I have created a lambda that iterates over all the files in a given S3 bucket and deletes the files in S3 bucket. The S3 bucket has around 100K files and I am selecting and deleting the around 60K files. I have set the timeout for lambda to max (15 minutes) timeout value. The lambda is consistently returning "network error" after few minutes though it seems to run in the background for sometime even after the error is returned. How can get around this?
3 Answers
S3 has Rate Limiting, which restricts the number of reads and writes you can do per second.
Amazon S3 automatically scales to high request rates. For example, your application can achieve at least 3,500 PUT/POST/DELETE and 5,500 GET requests per second per prefix in a bucket. There are no limits to the number of prefixes in a bucket. It is simple to increase your read or write performance exponentially. For example, if you create 10 prefixes in an Amazon S3 bucket to parallelize reads, you could scale your read performance to 55,000 read requests per second.

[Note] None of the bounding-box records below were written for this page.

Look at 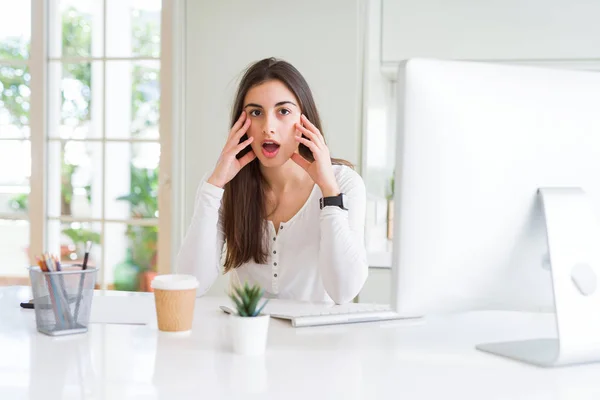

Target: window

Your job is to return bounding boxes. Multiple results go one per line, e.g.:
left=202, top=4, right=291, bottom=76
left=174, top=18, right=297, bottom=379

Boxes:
left=0, top=0, right=169, bottom=290
left=0, top=0, right=31, bottom=283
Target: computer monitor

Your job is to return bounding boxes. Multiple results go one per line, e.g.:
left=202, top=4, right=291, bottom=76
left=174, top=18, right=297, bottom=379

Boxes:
left=392, top=59, right=600, bottom=365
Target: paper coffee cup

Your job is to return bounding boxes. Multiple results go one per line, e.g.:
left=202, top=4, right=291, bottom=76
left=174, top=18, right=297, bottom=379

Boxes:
left=151, top=274, right=198, bottom=333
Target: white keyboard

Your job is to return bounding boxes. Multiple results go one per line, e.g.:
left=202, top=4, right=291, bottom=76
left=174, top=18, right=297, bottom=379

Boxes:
left=221, top=300, right=412, bottom=327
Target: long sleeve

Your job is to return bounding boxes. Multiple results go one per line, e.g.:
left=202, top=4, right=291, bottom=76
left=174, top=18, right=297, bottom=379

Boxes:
left=319, top=167, right=369, bottom=304
left=177, top=179, right=225, bottom=296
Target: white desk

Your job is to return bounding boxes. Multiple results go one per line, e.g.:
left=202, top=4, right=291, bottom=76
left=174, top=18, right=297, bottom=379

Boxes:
left=0, top=287, right=600, bottom=400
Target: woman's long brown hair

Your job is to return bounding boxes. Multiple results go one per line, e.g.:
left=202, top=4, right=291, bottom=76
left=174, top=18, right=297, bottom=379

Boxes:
left=221, top=58, right=351, bottom=272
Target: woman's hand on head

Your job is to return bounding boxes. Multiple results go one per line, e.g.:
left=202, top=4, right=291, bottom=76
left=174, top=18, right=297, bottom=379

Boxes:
left=292, top=114, right=340, bottom=197
left=208, top=111, right=256, bottom=188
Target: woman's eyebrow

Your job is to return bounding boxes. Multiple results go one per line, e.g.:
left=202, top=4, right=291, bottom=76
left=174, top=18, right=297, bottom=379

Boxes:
left=244, top=100, right=298, bottom=108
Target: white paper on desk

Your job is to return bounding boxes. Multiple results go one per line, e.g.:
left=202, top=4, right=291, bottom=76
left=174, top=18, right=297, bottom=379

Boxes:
left=90, top=296, right=156, bottom=325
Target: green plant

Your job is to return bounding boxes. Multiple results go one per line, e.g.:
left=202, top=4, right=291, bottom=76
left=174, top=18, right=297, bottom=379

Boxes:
left=117, top=165, right=158, bottom=271
left=229, top=282, right=269, bottom=317
left=9, top=193, right=29, bottom=212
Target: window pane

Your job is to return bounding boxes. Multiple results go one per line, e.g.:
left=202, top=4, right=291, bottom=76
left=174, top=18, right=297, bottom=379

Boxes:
left=47, top=220, right=102, bottom=268
left=106, top=223, right=158, bottom=291
left=48, top=0, right=104, bottom=58
left=106, top=0, right=161, bottom=57
left=48, top=62, right=103, bottom=139
left=0, top=219, right=29, bottom=284
left=47, top=140, right=102, bottom=218
left=0, top=140, right=31, bottom=188
left=105, top=143, right=160, bottom=219
left=0, top=65, right=31, bottom=139
left=0, top=0, right=31, bottom=62
left=106, top=61, right=160, bottom=139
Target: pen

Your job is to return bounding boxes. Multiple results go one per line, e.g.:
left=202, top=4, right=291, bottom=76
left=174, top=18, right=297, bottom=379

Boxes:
left=75, top=240, right=92, bottom=324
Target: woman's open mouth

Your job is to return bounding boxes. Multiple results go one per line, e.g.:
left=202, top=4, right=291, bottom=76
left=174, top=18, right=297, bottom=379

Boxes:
left=262, top=140, right=279, bottom=158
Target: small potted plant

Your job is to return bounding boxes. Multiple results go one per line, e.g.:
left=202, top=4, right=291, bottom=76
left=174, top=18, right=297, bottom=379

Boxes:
left=229, top=283, right=269, bottom=355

If all of those objects have the same 8 characters in their key (file path) then they are on the same prefix, and limited to 3,500 DELETEs and 5,500 GETs. If this is the case and you need to do this regularly, think about changing the prefix so the first 8 characters of the key are different, forcing the objects to be spread across more nodes. One of my previous answers goes in to more detail on that.
Alternatively, you can use the bulk delete operation delete up to 1000 objects per operation.
The delay you see is probably due to eventual consistency when S3 is synchronising across the AZs in the region.
Amazon S3 offers eventual consistency for overwrite PUTS and DELETES in all regions.

- 3,289
- 1
- 15
- 29
-
Thanks @Matt. This contains about 100 prefixes and each prefix has around 600 - 1500 files. I'll try the bulk delete option. – Punter Vicky Nov 06 '18 at 22:21
I was testing another function and this error came up as a result. Reading a little in the documentation I found that I activated the throttle option, that it reduces the amount of rate for your function.
The solution is to create another function and see if the throttle is making that error.

- 21
- 5
Make sure that you have the right Lambda VPC, subnet and SG configured on the function itself.